Understood. However given that we have now prohibited the get-handle
API from being used on weak tables, we do have a bit more freedom of
> Could you provide an executive summary ;-) of:
Hehe, OK :)
> - how good ol’ weak hash tables related to the new weak sets and weak
All of the uses of weak hash tables in Guile were in a multithreaded
context. Weak sets and weak tables now include locking, so that user
code doesn't have to lock.
Weak sets and tables store the hash value in the set or table entries,
which is obviously more efficient, and avoids the need to store hash /
equality functions in the table itself (as the old hash tables need to
do, for purposes of rehashing).
The old weak table implementation had to vacuum the ribs and buckets
after GC to avoid taking up memory on behalf of disappeared items. The
new tables store the cells in a linear array, which can have empty
entries, meaning that adding an entry to the table doesn't allocate
memory -- besides the libgc-internal memory allocated when creating a
disappearing link. (We could have fixed the old weak hash table with
chained finalizers, but that's tricky too.)
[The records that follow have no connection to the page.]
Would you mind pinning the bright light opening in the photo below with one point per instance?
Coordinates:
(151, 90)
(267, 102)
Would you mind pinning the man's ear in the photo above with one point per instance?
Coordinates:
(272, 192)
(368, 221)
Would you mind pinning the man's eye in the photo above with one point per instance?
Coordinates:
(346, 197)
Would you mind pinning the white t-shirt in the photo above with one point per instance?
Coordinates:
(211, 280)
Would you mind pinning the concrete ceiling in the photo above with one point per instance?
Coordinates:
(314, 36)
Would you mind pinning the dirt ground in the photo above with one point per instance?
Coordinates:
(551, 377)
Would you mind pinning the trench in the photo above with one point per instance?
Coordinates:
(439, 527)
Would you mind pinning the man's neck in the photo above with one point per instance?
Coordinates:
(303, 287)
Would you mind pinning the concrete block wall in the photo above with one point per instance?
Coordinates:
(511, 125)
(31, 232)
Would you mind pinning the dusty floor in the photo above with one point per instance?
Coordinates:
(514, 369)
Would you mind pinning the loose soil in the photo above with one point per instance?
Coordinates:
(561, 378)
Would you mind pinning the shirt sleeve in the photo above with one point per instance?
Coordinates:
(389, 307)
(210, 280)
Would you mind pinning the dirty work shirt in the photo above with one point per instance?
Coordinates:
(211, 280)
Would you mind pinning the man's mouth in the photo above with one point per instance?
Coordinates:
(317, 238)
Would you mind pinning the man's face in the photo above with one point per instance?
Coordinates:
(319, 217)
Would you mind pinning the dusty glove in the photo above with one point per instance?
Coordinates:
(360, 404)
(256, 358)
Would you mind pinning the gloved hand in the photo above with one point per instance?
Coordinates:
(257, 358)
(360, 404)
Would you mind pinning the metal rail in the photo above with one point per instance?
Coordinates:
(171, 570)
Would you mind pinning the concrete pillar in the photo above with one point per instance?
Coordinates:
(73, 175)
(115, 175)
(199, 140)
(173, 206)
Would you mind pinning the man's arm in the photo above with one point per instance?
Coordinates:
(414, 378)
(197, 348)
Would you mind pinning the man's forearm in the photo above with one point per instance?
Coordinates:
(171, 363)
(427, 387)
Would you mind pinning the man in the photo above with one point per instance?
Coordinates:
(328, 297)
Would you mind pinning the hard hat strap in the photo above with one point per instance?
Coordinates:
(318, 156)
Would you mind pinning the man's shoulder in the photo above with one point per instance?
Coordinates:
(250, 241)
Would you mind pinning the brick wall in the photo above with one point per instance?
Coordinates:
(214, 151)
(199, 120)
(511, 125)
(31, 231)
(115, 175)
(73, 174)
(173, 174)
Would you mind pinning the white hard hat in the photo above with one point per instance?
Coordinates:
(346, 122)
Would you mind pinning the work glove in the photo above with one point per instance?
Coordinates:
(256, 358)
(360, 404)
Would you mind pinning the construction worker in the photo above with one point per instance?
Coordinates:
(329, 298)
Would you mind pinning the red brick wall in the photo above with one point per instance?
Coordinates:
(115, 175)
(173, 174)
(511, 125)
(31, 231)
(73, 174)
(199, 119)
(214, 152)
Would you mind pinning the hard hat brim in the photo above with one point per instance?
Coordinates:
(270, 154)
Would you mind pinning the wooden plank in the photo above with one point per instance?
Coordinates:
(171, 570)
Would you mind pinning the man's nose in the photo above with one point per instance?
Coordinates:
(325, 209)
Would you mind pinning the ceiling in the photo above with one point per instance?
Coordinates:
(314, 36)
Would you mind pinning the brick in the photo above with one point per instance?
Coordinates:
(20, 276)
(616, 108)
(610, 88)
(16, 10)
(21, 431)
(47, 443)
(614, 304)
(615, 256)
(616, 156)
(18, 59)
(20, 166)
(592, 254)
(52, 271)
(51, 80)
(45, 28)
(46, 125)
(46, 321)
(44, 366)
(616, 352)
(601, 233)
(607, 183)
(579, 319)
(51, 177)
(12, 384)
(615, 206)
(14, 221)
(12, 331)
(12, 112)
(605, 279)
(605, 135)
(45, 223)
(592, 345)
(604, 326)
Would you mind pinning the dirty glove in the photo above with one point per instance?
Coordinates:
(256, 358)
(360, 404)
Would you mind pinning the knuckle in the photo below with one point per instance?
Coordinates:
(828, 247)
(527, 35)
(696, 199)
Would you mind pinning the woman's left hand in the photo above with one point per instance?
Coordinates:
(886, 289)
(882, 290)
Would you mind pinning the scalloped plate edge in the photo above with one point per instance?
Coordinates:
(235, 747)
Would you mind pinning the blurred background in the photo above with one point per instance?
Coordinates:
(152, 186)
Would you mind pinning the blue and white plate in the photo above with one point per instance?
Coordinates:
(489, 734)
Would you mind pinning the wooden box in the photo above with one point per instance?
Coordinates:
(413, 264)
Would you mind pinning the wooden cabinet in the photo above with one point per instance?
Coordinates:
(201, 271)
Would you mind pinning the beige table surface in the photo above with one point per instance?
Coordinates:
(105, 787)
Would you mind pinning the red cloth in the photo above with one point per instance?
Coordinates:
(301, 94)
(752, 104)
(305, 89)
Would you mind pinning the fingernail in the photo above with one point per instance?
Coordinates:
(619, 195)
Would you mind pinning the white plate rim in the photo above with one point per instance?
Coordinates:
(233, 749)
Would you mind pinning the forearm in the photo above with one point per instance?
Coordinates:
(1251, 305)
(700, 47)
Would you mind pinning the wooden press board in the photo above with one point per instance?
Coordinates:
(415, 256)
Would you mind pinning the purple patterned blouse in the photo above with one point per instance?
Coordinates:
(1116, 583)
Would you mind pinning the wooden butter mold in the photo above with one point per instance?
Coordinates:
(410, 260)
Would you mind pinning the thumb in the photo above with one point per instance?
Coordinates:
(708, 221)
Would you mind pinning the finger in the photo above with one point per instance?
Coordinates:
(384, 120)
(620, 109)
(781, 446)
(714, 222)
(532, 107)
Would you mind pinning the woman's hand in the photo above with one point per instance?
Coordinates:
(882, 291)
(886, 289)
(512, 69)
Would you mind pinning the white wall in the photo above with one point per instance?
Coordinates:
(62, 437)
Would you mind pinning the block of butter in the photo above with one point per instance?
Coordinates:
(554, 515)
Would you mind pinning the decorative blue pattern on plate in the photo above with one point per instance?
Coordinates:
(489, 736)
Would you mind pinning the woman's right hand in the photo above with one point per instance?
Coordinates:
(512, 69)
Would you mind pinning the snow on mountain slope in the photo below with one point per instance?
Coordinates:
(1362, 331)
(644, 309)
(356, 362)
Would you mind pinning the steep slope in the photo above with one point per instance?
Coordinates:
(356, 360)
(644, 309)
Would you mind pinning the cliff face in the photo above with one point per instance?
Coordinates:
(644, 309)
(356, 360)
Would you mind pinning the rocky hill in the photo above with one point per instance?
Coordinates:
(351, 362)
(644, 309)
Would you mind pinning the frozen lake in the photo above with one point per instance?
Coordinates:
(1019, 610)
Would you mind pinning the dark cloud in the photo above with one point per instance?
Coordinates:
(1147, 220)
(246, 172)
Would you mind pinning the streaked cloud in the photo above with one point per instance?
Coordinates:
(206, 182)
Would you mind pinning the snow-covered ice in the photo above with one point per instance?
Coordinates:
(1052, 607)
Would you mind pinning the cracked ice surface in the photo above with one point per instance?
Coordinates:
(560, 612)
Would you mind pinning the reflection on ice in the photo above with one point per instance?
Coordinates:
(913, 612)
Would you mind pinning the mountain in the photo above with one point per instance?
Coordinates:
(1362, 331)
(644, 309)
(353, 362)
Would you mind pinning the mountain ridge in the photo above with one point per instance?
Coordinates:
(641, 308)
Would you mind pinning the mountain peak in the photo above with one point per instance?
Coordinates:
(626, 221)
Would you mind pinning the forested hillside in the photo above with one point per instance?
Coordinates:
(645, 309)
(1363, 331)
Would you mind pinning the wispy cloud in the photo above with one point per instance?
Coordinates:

A weak table with N available slots takes up N*3 words: one for the hash
of the key, one for the key, and one for the value. A weak hash table
with N buckets and N/2 entries takes up N words for the buckets, and
N/2*(2+2) = N*2 words for the entries (one each for the rib, one for the
handle), yielding N*3. So they are similar regarding memory usage,
though they are different GC loads.
The old implementation used disappearing leaks incorrectly, as it
accessed the weak car and cdr without the GC alloc lock. The new
implementation takes the alloc lock when getting the key and value. It
doesn't take the lock when comparing hash values though.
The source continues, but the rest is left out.